La inteligencia artificial (IA) ha llegado para quedarse. Su capacidad para procesar información, redactar textos, resolver problemas e incluso ofrecer consejos en tiempo real ha revolucionado la forma en que trabajamos, estudiamos y enseñamos. Pero cuando se trata de educación universitaria, ¿dónde está el límite ético en su uso? ¿Y qué pasa cuando son los propios profesores quienes la utilizan ChatGPT como herramienta principal de enseñanza?
Esto es justamente lo que ocurrió en la Universidad de Northeastern, en Boston, Estados Unidos, donde una estudiante denunció públicamente a un docente por utilizar ChatGPT para diseñar sus clases. El incidente ha abierto un debate sobre la calidad del servicio educativo, el rol de los profesores y los derechos de los estudiantes.
Un reclamo inesperado: “Quiero el reembolso de mi matrícula”
Ella Stapleton, estudiante de la Universidad de Northeastern, se percató de que algo no cuadraba en las clases que recibía. Los contenidos presentaban errores inusuales, frases sin sentido y estructuras que, más que humanas, parecían generadas por un modelo de IA. Pero fue una referencia bibliográfica la que encendió las alarmas: el nombre «ChatGPT» aparecía citado como fuente, algo poco común y hasta entonces inaceptable en la academia.
Además, uno de los párrafos del material de clases contenía una instrucción típica que suele aparecer cuando se copia directamente desde la herramienta de inteligencia artificial: “Expanda todas las áreas. Sea más detallado y específico”. Para Stapleton, esto confirmaba que el profesor no solo había usado IA como apoyo, sino que había integrado sus textos sin siquiera editar o revisar el contenido.
Tras confirmar sus sospechas, compartió el hallazgo con sus compañeros y formalizó una denuncia ante la universidad. En su reclamo, exigió el reembolso total de su matrícula —superior a los 8 mil dólares— argumentando que había pagado por una educación impartida por profesionales y no por un contenido generado por una máquina.
El docente reconoce el uso de IA
El profesor aludido, Rick Arrowood, no negó los hechos. Por el contrario, admitió haber utilizado plataformas de inteligencia artificial para preparar su material docente. Reconoció también que debería haber reflexionado más profundamente sobre cómo integrar esas herramientas en sus clases, respetando los estándares académicos y comunicándolo abiertamente a sus estudiantes.

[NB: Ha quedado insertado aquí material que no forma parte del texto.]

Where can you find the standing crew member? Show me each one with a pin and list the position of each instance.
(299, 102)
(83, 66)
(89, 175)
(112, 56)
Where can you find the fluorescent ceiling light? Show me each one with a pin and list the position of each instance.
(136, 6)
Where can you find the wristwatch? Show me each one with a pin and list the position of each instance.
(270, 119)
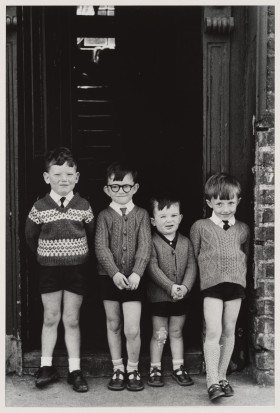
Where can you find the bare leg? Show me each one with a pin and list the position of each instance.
(160, 329)
(52, 314)
(176, 325)
(213, 312)
(71, 314)
(114, 325)
(132, 315)
(230, 315)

La universidad, sin embargo, rechazó la solicitud de reembolso de la estudiante. Desde la administración de Northeastern indicaron que el uso de IA no está prohibido para los docentes, siempre y cuando se citen las fuentes adecuadamente y se verifique la calidad y confiabilidad del contenido generado.
¿Una nueva brecha entre lo permitido y lo ético?

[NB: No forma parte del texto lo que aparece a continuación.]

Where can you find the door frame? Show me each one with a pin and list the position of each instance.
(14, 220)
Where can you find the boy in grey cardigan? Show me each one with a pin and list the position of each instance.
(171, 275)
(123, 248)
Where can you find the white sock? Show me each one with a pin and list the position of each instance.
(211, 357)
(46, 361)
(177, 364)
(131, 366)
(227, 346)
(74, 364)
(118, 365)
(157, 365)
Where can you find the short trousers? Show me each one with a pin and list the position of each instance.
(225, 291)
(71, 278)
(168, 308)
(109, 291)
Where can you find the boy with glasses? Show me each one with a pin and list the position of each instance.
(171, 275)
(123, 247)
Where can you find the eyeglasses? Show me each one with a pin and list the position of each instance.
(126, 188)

Este caso deja en evidencia una tensión creciente entre innovación tecnológica y responsabilidad académica. Si bien es cierto que la IA puede ser una aliada poderosa para los docentes —ayudándoles a planificar, redactar, resumir o ilustrar conceptos—, su uso sin filtros, sin curaduría y sin transparencia puede socavar la confianza de los estudiantes en la calidad del proceso educativo.
En un entorno universitario, donde los alumnos pagan cifras considerables por acceder a una formación de excelencia, es comprensible que se esperen clases diseñadas con rigor humano, reflexión crítica y experiencia profesional. La inteligencia artificial puede complementar, pero no debería sustituir el juicio del educador ni la interacción genuina en el aula.
¿Y ahora qué?
El caso de Northeastern no es aislado. Cada vez más instituciones de educación superior están debatiendo políticas claras sobre el uso de herramientas como ChatGPT, tanto por parte de estudiantes como de profesores. Algunos centros las promueven como apoyo pedagógico; otros aún dudan de su fiabilidad y su impacto en la formación profunda.
Lo cierto es que la IA no es el problema, sino el uso que se le da. Integrarla con responsabilidad, declararla cuando corresponda, y usarla para mejorar —no para reemplazar— el ejercicio docente, parece ser el camino más sensato. Pero si los alumnos detectan que el contenido que reciben proviene directamente de un algoritmo, sin adaptación, sin criterio y sin valor agregado, el reclamo es legítimo: no están pagando por eso.
La pregunta queda abierta: ¿puede un profesor enseñar con ChatGPT sin traicionar su rol? ¿O el verdadero desafío es aprender a convivir con esta tecnología sin perder el alma de la enseñanza?